# John Zorn



## vamos (Oct 9, 2009)

most important composer of the 20th century (alongside schoenberg, cage, stravinsky, stockhausen)


----------



## vamos (Oct 9, 2009)

and miles davis...whoops


----------



## andruini (Apr 14, 2009)

I wouldn't go so far as to make or consider that affirmation, but he's a very interesting musician, and a great force in today's music.. I love most everything he does.. Except for the wilder things like Naked City..


----------



## Argus (Oct 16, 2009)

I like him and I have been enjoying his new album, _o'o_, but he really isn't anywhere near as important as those other composers you mentioned. Stravinsky and Schoenberg influenced the evolution of classical music more than any other composer I can think of. There's music before Schoenberg and then music after him. I think he made an even greater step forward (or side-step) than Beethoven.

It's hard to evaluate Miles Davis. He made some of the greatest albums of the 20th and in doing so kind of destroyed jazz. He was a great musician but more importantly surrounded himself with other great musicians. And he was just a bad ***.
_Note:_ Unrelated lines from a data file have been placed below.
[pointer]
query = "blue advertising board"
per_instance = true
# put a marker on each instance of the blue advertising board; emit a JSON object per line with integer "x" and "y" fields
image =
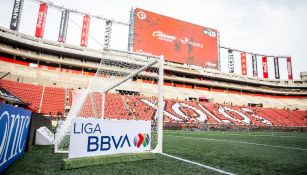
{"x": 14, "y": 127}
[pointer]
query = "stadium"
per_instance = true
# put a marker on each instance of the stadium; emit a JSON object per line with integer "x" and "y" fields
{"x": 200, "y": 119}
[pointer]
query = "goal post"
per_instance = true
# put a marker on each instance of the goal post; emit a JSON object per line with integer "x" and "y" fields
{"x": 119, "y": 91}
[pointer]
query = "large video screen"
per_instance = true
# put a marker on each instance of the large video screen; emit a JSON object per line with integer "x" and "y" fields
{"x": 176, "y": 40}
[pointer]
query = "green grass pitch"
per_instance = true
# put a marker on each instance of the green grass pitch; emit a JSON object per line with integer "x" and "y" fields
{"x": 235, "y": 152}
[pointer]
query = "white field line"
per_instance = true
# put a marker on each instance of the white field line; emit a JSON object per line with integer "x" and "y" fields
{"x": 198, "y": 164}
{"x": 253, "y": 135}
{"x": 249, "y": 143}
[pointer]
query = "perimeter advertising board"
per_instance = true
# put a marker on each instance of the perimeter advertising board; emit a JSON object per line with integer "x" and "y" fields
{"x": 96, "y": 137}
{"x": 176, "y": 40}
{"x": 14, "y": 124}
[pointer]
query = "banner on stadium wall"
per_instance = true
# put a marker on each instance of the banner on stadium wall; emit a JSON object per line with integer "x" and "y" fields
{"x": 231, "y": 67}
{"x": 85, "y": 30}
{"x": 289, "y": 68}
{"x": 63, "y": 26}
{"x": 265, "y": 67}
{"x": 16, "y": 14}
{"x": 254, "y": 65}
{"x": 41, "y": 20}
{"x": 95, "y": 137}
{"x": 243, "y": 63}
{"x": 14, "y": 124}
{"x": 176, "y": 40}
{"x": 276, "y": 68}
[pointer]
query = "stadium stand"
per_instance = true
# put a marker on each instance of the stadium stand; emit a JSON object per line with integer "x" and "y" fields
{"x": 52, "y": 100}
{"x": 229, "y": 98}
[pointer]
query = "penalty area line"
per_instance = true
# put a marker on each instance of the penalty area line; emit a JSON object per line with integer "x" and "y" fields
{"x": 233, "y": 141}
{"x": 198, "y": 164}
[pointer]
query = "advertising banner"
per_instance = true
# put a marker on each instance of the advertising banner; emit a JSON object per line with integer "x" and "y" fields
{"x": 16, "y": 15}
{"x": 95, "y": 137}
{"x": 254, "y": 66}
{"x": 231, "y": 66}
{"x": 176, "y": 40}
{"x": 243, "y": 63}
{"x": 289, "y": 68}
{"x": 276, "y": 68}
{"x": 41, "y": 20}
{"x": 265, "y": 67}
{"x": 85, "y": 30}
{"x": 63, "y": 26}
{"x": 14, "y": 124}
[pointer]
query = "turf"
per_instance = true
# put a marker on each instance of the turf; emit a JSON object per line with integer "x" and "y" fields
{"x": 235, "y": 152}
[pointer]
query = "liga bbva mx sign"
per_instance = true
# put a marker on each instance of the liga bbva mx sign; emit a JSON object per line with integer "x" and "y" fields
{"x": 97, "y": 137}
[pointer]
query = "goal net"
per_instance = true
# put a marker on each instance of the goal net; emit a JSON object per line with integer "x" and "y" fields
{"x": 126, "y": 86}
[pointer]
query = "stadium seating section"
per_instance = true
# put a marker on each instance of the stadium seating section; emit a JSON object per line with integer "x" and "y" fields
{"x": 52, "y": 100}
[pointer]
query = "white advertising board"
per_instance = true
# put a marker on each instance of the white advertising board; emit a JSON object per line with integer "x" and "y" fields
{"x": 95, "y": 137}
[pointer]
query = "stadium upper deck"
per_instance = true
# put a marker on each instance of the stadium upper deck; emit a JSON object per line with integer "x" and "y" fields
{"x": 84, "y": 60}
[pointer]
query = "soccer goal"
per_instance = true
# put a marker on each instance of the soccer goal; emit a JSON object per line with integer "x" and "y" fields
{"x": 123, "y": 86}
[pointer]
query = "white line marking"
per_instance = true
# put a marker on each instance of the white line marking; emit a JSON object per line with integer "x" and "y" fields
{"x": 198, "y": 164}
{"x": 253, "y": 135}
{"x": 249, "y": 143}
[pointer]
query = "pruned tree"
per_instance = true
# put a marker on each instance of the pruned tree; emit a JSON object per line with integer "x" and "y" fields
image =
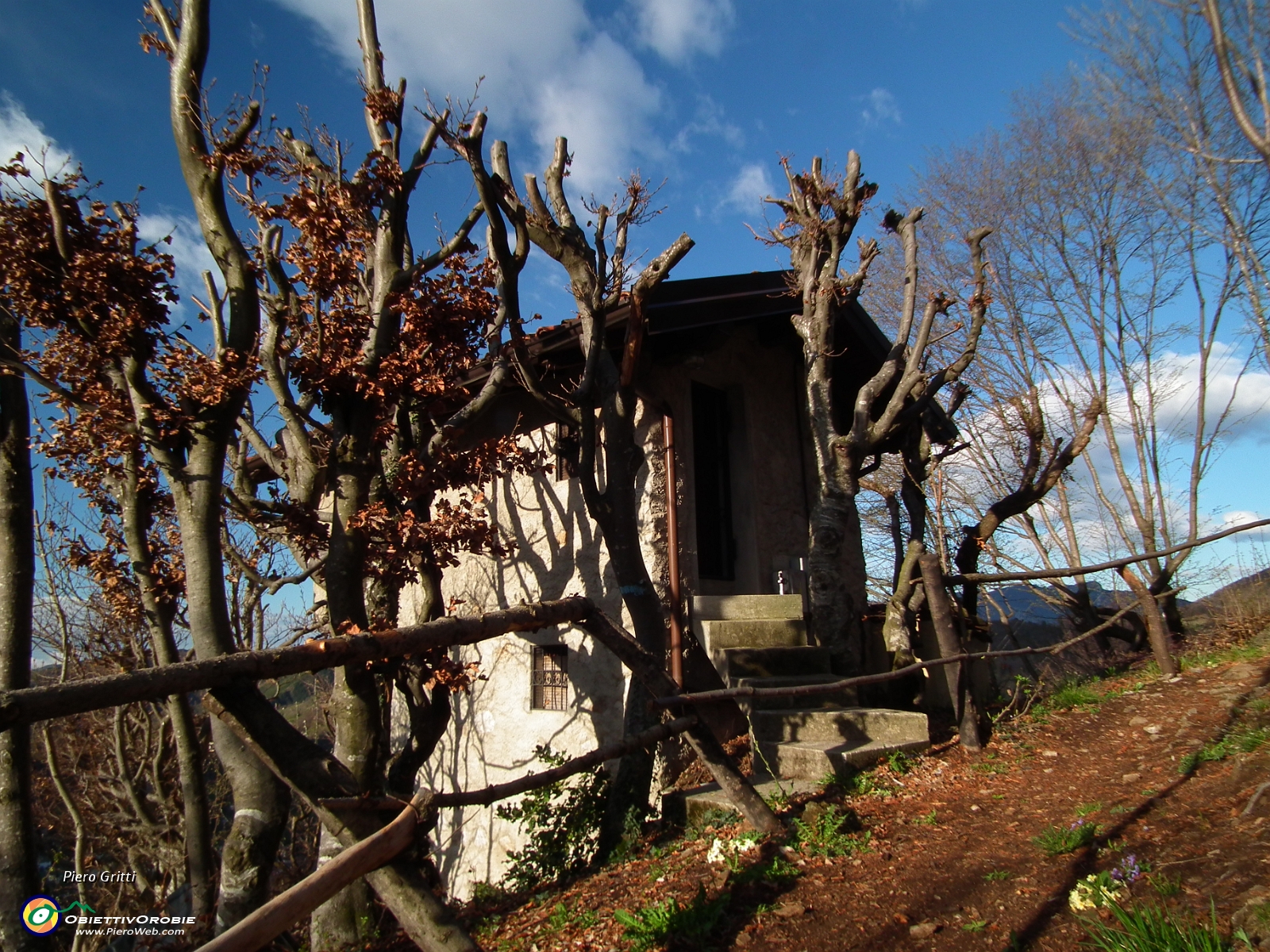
{"x": 17, "y": 589}
{"x": 897, "y": 409}
{"x": 602, "y": 406}
{"x": 364, "y": 355}
{"x": 1109, "y": 270}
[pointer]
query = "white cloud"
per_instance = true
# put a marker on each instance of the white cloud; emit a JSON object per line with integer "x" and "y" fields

How about Philip Glass? I hear his influence in a lot of current TV and film soundtracks. An dalthough I really don't like him Bob Dylan has to be considered. Lennon/McCartney, Brian Wilson, Charlie Parker, Jimi Hendrix, Leo Sayer, too many to mention before Zorn.


----------



## JSK (Dec 31, 2008)

I have been rehearsing his game piece "Cobra" with a group off an on the last few months. It's a lot of fun, and the auditory result is usually much better than you would expect.


----------